If you will, the religious construction company, Mashav, was established several decades ago to build exclusively religious neighborhoods as an expression of the desire to "close in and protect ourselves."


It should be noted that in recent years, the opposite trend could be discerned and, acting as if on a mission out of the desire to make a difference, "strong" religious families actually chose to reside among the non-religious.


In most cases, a group of "strong" religious families forms a nucleus to support each other in the secular setting. A similar trend may be seen in the desire of certain Hesder yeshiva students to serve in the IDF, but the fact that they insist on serving within exclusively Hesdernik units is again a kind of separation. Of course it can be explained away, but it is sectarianism nonetheless.


The case of Petah Tikva

To examine that sectarian trend, I would like to focus on the national-religious public, to which I belong. Education is where sectarianism is most visible, with schools falling under frameworks and sub-frameworks. One school will never accept students who have a TV set at home, God forbid, while another examines the size of the mother's head cover, and a third measures the hours that the father studies the Torah; and so on.


In Petah Tikva, for example, there are four different education systems for the children of the national-religious current alone: one is national, three are private. Sectarianism does not stop at the schoolyard. It is upheld and observed after school - with parents watching over who you visit, who you play with, who you talk to and, in most cases, what is your synagogue: do you pray with the hesder yeshiva graduates, or with the "modern-Orthodox"?

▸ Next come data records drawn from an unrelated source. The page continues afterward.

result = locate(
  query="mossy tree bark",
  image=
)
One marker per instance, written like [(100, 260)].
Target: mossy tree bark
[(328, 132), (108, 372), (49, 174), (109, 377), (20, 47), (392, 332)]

Take the youth movements, for example. Once, the national religious had one big Bney Akiva, where everyone could find their niche. Today, Bney Akiva is not that big anymore (though still the largest), and we have Ezra, which is viewed as "more religious," offering separate activities for boys and girls; Ariel, a movement for the national-religious ultra-Haredim; and the Religious Scouts, which was and remained a small and un-influential religious youth movement.


Even the national service enterprise, that once was a single movement, is now a three-headed operation, not to mention dozens of high-school yeshivas and ulpanas for girls, which are identical, but were formed only because the yeshiva head wanted his own separate education institution, which basically imposes a burden on the parents who pay tuition fees.

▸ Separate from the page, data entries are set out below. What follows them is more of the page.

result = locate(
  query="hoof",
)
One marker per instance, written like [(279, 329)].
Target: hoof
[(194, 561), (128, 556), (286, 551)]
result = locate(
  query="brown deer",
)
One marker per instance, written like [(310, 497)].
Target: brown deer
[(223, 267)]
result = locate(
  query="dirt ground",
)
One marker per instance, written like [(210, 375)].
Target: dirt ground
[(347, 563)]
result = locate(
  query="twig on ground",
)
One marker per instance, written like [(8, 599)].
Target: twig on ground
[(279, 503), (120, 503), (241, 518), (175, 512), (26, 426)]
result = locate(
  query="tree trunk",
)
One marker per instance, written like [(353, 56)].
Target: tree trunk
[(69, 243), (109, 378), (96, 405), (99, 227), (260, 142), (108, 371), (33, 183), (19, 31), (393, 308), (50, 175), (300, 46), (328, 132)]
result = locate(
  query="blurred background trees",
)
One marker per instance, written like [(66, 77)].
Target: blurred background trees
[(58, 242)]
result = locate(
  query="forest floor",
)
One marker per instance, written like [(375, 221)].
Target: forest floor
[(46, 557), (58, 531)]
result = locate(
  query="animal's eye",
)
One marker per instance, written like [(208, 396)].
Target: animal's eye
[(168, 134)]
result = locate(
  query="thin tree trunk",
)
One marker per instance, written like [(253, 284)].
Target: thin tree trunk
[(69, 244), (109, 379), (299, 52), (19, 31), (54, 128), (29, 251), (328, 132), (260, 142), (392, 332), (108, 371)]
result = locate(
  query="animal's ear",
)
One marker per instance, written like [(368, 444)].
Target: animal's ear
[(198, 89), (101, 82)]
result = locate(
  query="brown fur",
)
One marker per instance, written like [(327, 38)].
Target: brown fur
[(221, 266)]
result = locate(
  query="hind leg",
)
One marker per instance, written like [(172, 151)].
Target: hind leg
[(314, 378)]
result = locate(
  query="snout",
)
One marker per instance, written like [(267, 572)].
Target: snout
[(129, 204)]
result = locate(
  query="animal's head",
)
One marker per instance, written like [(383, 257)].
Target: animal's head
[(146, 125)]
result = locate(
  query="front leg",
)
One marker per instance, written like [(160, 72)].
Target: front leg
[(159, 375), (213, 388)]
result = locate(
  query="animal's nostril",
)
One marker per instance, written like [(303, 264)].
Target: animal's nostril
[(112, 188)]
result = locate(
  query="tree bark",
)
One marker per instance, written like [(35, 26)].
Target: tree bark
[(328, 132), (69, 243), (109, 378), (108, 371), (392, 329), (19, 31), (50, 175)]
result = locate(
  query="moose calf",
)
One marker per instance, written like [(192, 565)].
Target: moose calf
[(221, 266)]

Sectarianism is also observed among the leading rabbis. It is generally believed that former Chief Rabbis Mordechay Eliahu and Abraham Shapira are the leaders of the religious-Zionists, champions of the right-wing struggle for the integrity of the Land of Israel and the struggle for it.


A few rabbis who dared not to fall in line with them and their followers - refusing, for example, to call on IDF soldiers to refuse the settlement evacuation order - paid dearly and lost status among the leading rabbis, so much so that heads of the other yeshivas ordered their students not to bring in even books that the opposition rabbis wrote.


In the Haredi current of the religious-Zionists, marriages follow specific patterns too: graduates of certain yeshivas will never marry graduates of certain ulpanas. Tell me who your rabbi is, and I will tell you if I can marry you.


If you ask me, the worst thing about all of this is the lack of patience and tolerance toward those who do share our views. The fact is that Major General Yair Nave was so severely attacked, that he had to go to synagogue accompanied by bodyguards.


We, the religious, are very good in helping needy, experts in organizing fundraisers and secret charity campaigns, promote educational projects, and know how to mend the hearts. We raise our children on "Love of Israel" and on "All Jews vouch for each other," but let us be honest, without taking the dirty laundry out: it seems that the level of tolerance in our home leaves a lot to be desired.